La droite adopte la même réthorique sur une partie du positionnement de Maunuel Valls... du moins, pour les premiers mots. Récemment, Valérie Pécresse expliquait que la victoire du FN dans une région serait « une catastrophe pour le pays » tout en continuant ainsi : « la seule chance pour le Parti socialiste de s’en sortir dans cette élection régionale, c’est de faire monter le Front national ». La tête de liste de Les Républicains-UDI-MoDem aux élections régionales en Île-de-France n'est pas la seule à accuser le gouvernement « de faire monter le FN » pour « zapper l'alternance réelle » que la droite française représenterait. Elle insiste sur un autre point : la focalisation du PS sur le FN : « Ils ne parlent que du Front national, ils installent le Front national comme le seul interlocuteur et comme le régulateur de cette élection ».
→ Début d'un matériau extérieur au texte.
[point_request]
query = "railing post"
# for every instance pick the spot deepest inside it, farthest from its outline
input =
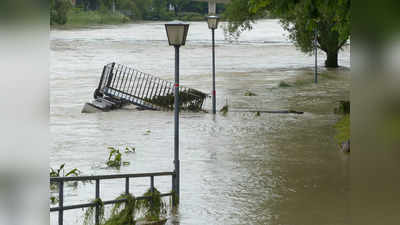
(173, 189)
(127, 185)
(152, 184)
(60, 202)
(97, 213)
Le Parti socialiste fait-il le jeu du Front national ? De nouveau, l’exécutif se voit accusé de faire « monter » le FN à l’approche des prochaines élections. Des propos qui - loin d'être minoritaires à droite - ont pris forme en 1984, au moment des premiers succès électoraux du FN.
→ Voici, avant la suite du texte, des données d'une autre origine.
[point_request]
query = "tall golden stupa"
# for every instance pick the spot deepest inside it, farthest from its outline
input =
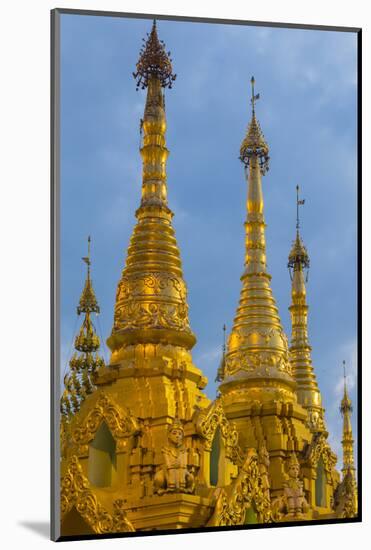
(142, 446)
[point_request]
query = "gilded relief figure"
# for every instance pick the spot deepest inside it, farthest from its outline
(293, 504)
(174, 476)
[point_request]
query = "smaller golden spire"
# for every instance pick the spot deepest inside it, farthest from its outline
(221, 370)
(298, 257)
(308, 392)
(254, 144)
(346, 410)
(84, 363)
(348, 469)
(88, 301)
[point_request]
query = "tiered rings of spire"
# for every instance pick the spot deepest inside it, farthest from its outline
(346, 410)
(257, 352)
(151, 300)
(307, 390)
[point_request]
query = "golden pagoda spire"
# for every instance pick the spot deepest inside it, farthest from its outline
(221, 370)
(346, 410)
(151, 301)
(307, 391)
(257, 352)
(79, 381)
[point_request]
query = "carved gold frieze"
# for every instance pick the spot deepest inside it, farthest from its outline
(76, 492)
(252, 361)
(151, 284)
(249, 490)
(207, 424)
(139, 315)
(319, 448)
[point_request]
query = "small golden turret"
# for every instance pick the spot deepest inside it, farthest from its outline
(347, 442)
(307, 391)
(257, 352)
(86, 361)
FN fort = droite divisée ?

C'est à l'issue des Européennes de juin 1984 que la question est formulée à voix haute : le gouvernement de François Mitterrand favorise-t-il la poussée du FN pour diviser et affaiblir la droite ? Le combat antifasciste, notamment avec la création de SOS Racisme en octobre 1984, ne serait-il pas un moyen de fédérer la gauche dans son rejet du FN ? Au début des années quatre-vingt, Pierre Bérégovoy, secrétaire général de l’Élysée, émet ce commentaire, révélateur de la stratégie politique de son parti à l’égard du FN : « On a tout intérêt à pousser le Front national, il rend la droite inéligible. Plus il sera fort, plus on sera imbattables. C’est la chance historique des socialistes ».
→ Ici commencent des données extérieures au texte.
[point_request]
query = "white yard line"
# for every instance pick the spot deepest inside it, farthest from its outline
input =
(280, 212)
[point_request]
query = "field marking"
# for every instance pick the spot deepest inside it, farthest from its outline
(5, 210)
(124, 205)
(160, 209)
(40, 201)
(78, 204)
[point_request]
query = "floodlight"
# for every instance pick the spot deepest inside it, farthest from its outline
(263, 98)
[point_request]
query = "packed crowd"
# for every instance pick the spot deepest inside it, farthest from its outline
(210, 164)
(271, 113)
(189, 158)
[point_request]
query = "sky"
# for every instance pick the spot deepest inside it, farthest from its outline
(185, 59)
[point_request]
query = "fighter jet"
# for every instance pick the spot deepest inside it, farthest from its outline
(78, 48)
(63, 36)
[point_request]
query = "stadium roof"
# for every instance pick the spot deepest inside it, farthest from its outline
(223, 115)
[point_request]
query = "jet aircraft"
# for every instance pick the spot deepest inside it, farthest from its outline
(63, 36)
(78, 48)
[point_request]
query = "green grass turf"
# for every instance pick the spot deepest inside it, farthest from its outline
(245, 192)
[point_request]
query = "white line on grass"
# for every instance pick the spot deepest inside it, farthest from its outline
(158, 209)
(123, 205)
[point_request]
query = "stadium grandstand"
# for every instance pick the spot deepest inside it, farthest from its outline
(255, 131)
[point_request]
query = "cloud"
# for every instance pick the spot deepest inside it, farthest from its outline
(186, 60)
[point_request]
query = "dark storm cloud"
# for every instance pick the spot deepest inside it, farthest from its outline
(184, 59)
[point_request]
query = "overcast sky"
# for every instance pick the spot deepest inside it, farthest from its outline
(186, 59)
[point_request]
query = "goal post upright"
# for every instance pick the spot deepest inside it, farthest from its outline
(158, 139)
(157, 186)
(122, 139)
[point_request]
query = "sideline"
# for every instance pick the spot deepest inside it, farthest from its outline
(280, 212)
De l’avis de Jean-Marie Le Pen, les socialistes créent le « mythe de la menace fasciste » en fabriquant des structures pour le combattre. La politique mitterrandienne déclenche à gauche une « stratégie de diabolisation = la stratégie dite “du Front fort” – qui vise à empêcher que les deux morceaux de la droite ne se ressoudent » continue le président du FN qui y perçoit bien une « machine de guerre politique » socialiste. Le but et le résultats de ce calcul politique des socialistes seraient donc transparents : déstabiliser la droite en faisant du Front national une force politique d’envergure.

Les positions de la droite et de l'extrême droite mettent en place une sorte de roman des origines du FN (et de la suite de son histoire) en omettant des aspects essentiels, expliquant son installation durable dans le paysage politique français. Hier comme aujourd'hui, les causes de l'évolution du Front national sont à chercher, certes, dans certains positionnements et renoncements de ses adversaires politiques. Mais elles sont surtout la résultante de plusieurs facteurs liés à son histoire interne, ses marqueurs idéologiques, ses représentants, etc. et à un contexte politique, économique et social précis. La gauche a déçu une partie de son électorat qui s'en est détourné... tout comme la droite française. Aujourd'hui plus que jamais, les électeurs du FN perçoivent dans le programme du parti lepéniste, fondé sur le binôme « immigration et insécurité », une réponse à certaines de leurs attentes et inquiétudes.

De son côté, le Front national affirme ne pas avoir eu besoin de ses adversaires politiques pour se construire et exister. Son ascension politique proviendrait-elle exclusivement de sa capacité à rassembler ? Une précision tout de même : à partir des années 1980, la communication du FN passe davantage par les contre-manifestations. Annoncées par le biais d'affiches, de communiqués, ces rassemblements d'opposants politiques font souvent connaître les dates des réunions publiques du parti lepéniste. La médiatisation du parti n'est pas en reste. Autrement dit, explique le conseiller en communication du FN, Lorrain de Saint Affrique, Jean-Marie Le Pen « en a tiré très vite des conclusions (...) dans sa stratégie future : ce sont les forces adverses qui (le) font avancer ».